The information — released before the changes that came with Bill 84 — shows that the hospital would not perform assisted dying at its site, but it did allow two palliative-care internists to go with their patient elsewhere when he chose to die.
Toronto Grace Health Centre, operated by the Salvation Army, also does not perform assisted dying, hospital CEO Mary Ellen Eberlin confirmed by email. She could not say whether anyone had been transferred in order to have an assisted death.
Because hospitals are not legally required to reveal whether patients can undergo medically assisted death, it’s hard to know exactly where it’s available.
The four major health centres under Toronto’s University Health Network do offer medical assistance in dying — a policy clearly stated on the organization’s website. Hamilton Health Sciences does the same. And 179 medical professionals in the province have performed one, according Ontario’s Ministry of Health.
Making it accessible
Health Minister Eric Hoskins said that anyone interested in learning more about medical assistance in dying can contact the “care co-ordination service” launched by the province last May.

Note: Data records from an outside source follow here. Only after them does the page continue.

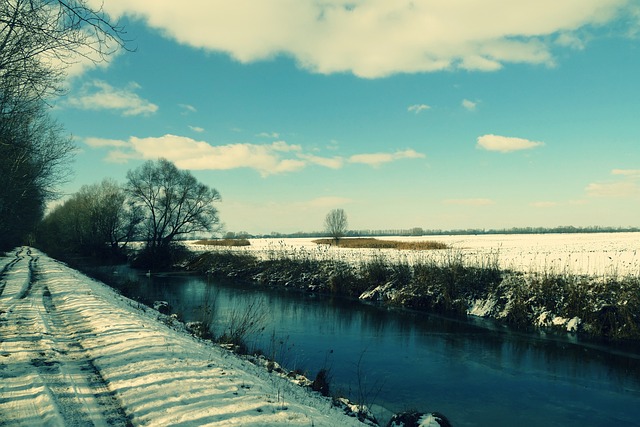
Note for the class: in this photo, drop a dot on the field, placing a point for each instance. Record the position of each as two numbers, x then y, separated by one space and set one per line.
571 282
594 254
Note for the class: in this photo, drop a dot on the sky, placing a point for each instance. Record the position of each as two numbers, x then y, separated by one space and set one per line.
440 114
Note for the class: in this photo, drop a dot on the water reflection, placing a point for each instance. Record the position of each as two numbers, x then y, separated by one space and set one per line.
475 372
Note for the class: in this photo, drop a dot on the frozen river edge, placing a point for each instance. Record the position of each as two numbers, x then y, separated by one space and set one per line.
75 352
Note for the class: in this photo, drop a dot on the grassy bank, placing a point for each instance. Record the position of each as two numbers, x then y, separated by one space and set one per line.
372 243
607 307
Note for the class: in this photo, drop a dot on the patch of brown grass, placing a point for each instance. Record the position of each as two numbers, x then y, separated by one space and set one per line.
223 242
372 243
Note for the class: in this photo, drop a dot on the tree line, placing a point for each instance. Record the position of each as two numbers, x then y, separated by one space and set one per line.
158 204
38 40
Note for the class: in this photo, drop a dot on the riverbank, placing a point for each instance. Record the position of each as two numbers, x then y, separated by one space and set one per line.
75 352
601 306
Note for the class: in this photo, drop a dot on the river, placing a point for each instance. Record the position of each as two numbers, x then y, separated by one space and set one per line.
475 372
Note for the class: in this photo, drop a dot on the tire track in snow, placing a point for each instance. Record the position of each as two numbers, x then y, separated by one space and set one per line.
8 267
53 382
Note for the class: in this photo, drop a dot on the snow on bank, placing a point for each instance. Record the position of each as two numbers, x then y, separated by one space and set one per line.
72 351
599 254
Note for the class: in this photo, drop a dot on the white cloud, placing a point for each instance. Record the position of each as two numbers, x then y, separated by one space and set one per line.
543 204
327 202
630 173
267 159
469 105
622 189
272 135
328 162
505 144
99 95
418 108
377 159
186 108
469 202
103 142
377 38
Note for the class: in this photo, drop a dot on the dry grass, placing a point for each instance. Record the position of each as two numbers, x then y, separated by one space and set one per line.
224 242
372 243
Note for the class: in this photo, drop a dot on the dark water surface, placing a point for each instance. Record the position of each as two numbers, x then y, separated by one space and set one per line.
476 373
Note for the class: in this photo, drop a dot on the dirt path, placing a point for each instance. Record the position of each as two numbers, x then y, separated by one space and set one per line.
47 377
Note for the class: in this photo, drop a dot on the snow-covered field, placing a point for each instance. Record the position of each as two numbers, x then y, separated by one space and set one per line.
74 353
600 254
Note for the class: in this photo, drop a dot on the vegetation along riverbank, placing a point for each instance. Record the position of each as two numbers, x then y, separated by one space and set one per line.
603 306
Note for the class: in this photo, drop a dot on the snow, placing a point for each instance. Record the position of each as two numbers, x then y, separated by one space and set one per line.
600 254
74 352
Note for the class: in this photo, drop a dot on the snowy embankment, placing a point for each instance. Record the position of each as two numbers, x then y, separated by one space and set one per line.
572 282
74 352
594 254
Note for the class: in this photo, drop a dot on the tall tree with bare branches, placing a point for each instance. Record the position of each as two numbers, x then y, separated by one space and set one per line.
39 40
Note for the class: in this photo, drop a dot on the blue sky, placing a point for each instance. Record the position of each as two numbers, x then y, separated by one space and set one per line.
434 114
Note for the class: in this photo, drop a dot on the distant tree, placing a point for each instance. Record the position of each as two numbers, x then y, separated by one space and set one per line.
38 40
33 158
95 220
173 203
335 224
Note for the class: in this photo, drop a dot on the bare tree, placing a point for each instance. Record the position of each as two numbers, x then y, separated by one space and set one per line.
335 224
33 156
38 40
173 201
98 219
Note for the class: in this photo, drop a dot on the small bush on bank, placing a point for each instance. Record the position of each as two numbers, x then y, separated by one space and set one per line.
372 243
605 307
223 242
160 256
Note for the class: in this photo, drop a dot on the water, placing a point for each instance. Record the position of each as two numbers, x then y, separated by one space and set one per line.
473 371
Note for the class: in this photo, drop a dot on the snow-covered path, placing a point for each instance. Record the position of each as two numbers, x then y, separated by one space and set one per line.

It will connect them with health-care staff who are willing to carry out the procedure.
Hoskins said he believes people can now access medically assisted death without any need to compel certain facilities to offer it. He acknowledged its accessibility is different than that of abortions, but said he’s confident the current system is working.
“We’re obviously monitoring it very, very closely and currently don’t have those concerns in terms of access,” he said. “And about half of medical assistance in dying happens at home, it happens in no institution.”